Although I am always in awe of those who can sit in seven hour long labs while I huff and puff about my two hour lecture, allow me to reassure you reading three books a week is no picnic in the park. Nor is putting yourself out there every week to produce a piece of prose or poetry to then be critiqued by peers.
‘Writing is just your hobby’
Of course writing is a hobby, something I do for enjoyment in my free time. I’m sure for any successful author or poet, writing would also have started as a hobby. Admittedly, I didn’t get quite as much confetti thrown at me when announcing my degree in comparison to the girl down the road who is off to study Medicine and save lives. However, I was still quite content in the idea I was going to do a degree I had loved the idea of from a young age, and it was no easy feat to get accepted onto the course either – 15 places for over 150 applicants (not to brag).

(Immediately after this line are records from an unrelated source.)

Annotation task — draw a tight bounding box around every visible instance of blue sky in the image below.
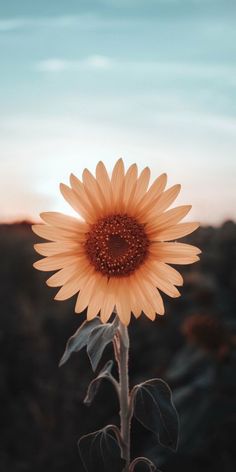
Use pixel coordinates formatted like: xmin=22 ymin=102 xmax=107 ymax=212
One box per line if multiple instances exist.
xmin=0 ymin=0 xmax=236 ymax=224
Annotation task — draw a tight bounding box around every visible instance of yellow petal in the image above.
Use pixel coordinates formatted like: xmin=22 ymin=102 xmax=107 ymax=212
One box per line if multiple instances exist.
xmin=116 ymin=278 xmax=131 ymax=326
xmin=123 ymin=164 xmax=138 ymax=209
xmin=54 ymin=271 xmax=88 ymax=301
xmin=60 ymin=184 xmax=93 ymax=223
xmin=135 ymin=270 xmax=165 ymax=319
xmin=87 ymin=277 xmax=107 ymax=320
xmin=146 ymin=205 xmax=192 ymax=235
xmin=32 ymin=224 xmax=78 ymax=241
xmin=75 ymin=274 xmax=99 ymax=313
xmin=144 ymin=264 xmax=180 ymax=298
xmin=111 ymin=159 xmax=125 ymax=211
xmin=40 ymin=211 xmax=88 ymax=234
xmin=153 ymin=223 xmax=199 ymax=241
xmin=46 ymin=263 xmax=79 ymax=287
xmin=83 ymin=169 xmax=106 ymax=213
xmin=140 ymin=184 xmax=181 ymax=222
xmin=34 ymin=241 xmax=81 ymax=256
xmin=100 ymin=278 xmax=117 ymax=323
xmin=138 ymin=174 xmax=167 ymax=214
xmin=33 ymin=252 xmax=78 ymax=272
xmin=96 ymin=161 xmax=112 ymax=214
xmin=149 ymin=242 xmax=201 ymax=265
xmin=129 ymin=167 xmax=151 ymax=210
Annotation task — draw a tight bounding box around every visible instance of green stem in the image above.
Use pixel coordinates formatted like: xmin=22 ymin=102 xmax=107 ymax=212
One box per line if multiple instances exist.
xmin=117 ymin=322 xmax=130 ymax=472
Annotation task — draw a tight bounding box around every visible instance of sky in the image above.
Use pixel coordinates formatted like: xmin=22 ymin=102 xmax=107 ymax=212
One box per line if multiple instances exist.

It actually teaches invaluable life skills
When we leave university, we don’t just leave with (hopefully) a degree, but with a suitcase full of life lessons and experiences we’ve gained over the years. I spoke to Vona Groake, an Irish poet and one of the Creative Writing tutors who said, “Creative Writing degrees concentrate on how to use language in a perceptive, careful and effective way”.
Although not every single creative writing student will end up in the world of writing, it teaches us skills that we will need in in the future. It might even get us a job, contrary to common belief. Vona also mentions, “Through workshops, they’ll have acquired skills of offering and receiving public criticism in a constructive and helpful way”.

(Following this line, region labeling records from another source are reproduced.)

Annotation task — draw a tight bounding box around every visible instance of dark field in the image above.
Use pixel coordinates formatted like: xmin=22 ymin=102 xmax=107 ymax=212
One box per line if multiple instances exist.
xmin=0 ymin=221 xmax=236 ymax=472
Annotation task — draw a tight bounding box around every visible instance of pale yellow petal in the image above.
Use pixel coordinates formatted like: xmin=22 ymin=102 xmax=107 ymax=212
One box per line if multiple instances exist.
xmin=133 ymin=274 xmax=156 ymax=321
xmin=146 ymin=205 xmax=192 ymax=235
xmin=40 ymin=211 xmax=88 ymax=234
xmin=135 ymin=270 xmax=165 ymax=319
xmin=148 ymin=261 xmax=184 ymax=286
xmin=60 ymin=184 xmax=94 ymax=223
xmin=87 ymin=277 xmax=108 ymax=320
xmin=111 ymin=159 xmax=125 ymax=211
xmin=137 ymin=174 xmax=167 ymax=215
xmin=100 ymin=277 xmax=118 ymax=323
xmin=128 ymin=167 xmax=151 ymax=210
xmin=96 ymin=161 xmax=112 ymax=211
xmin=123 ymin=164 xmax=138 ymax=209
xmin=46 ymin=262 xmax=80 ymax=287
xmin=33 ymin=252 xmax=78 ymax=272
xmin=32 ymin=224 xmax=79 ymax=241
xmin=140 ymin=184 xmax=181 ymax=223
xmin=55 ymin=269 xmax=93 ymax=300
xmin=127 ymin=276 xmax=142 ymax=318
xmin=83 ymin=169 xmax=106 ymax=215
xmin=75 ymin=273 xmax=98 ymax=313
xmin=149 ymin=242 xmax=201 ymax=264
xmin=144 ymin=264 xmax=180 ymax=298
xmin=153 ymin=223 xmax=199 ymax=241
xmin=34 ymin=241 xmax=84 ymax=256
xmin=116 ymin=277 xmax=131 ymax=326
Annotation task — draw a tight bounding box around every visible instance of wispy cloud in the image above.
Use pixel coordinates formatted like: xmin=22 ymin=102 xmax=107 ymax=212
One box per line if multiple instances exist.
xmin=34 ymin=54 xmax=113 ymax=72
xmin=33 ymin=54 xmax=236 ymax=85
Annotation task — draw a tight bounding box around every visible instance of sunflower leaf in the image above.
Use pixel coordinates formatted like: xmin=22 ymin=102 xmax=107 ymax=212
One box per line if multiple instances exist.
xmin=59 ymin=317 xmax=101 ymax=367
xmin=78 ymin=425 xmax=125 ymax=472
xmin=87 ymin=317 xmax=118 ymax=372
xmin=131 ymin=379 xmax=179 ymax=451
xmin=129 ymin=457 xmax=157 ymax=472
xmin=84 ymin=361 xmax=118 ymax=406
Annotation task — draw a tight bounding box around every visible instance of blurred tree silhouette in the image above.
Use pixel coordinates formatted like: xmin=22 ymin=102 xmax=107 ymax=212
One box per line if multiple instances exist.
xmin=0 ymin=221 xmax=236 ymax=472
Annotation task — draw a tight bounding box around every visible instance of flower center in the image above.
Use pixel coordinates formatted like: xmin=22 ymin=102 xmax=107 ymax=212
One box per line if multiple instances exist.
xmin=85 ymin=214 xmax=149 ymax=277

Trust me, sitting in a class and hearing people critique your work and trying to keep a nice, calm, straight face has been something close to anger management class and definitely has prepared me for my future.
‘No Gran, I don’t want to be a teacher’
One of the main misconceptions of doing this degree is that we all want to be teachers. Yes, this is a viable option. But there are teachers for every subject out there, so when we come across a Physics student why is the assumption not there that they want to teach? Not all of us sit there battling our way through yet another Shakespeare play to gain the role of teaching the alphabet. Emma Watson, Stephen Fry, Martin Scorsese and Hugh Grant, all successful individuals who all graduated with an English degree. So to you English Literature students, don’t worry, its urban myth that we’re entirely screwed.

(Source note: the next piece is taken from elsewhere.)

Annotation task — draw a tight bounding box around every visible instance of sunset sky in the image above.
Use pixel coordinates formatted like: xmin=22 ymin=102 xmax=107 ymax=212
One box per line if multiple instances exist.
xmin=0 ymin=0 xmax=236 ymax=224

If you love it, then study it
This is the most important thing: you enjoy it, so do it. Although we aren’t equipped with a calculator and notes full of equations, we are armed with a highlighter and a good book. Although the idea that we lounge in coffee shops reading Proust, nattering in our book clubs and organising our bookshelves in alphabetical order seems idyllic, we know that life isn’t the typical walk in the park for the English Literature student. So, next time someone is hiding a smirk when you say you’re studying Creative Writing, remember that as your best selling novel hits the Waterstone’s book shelves and they still live with their parents, that actually we’re not doing so badly.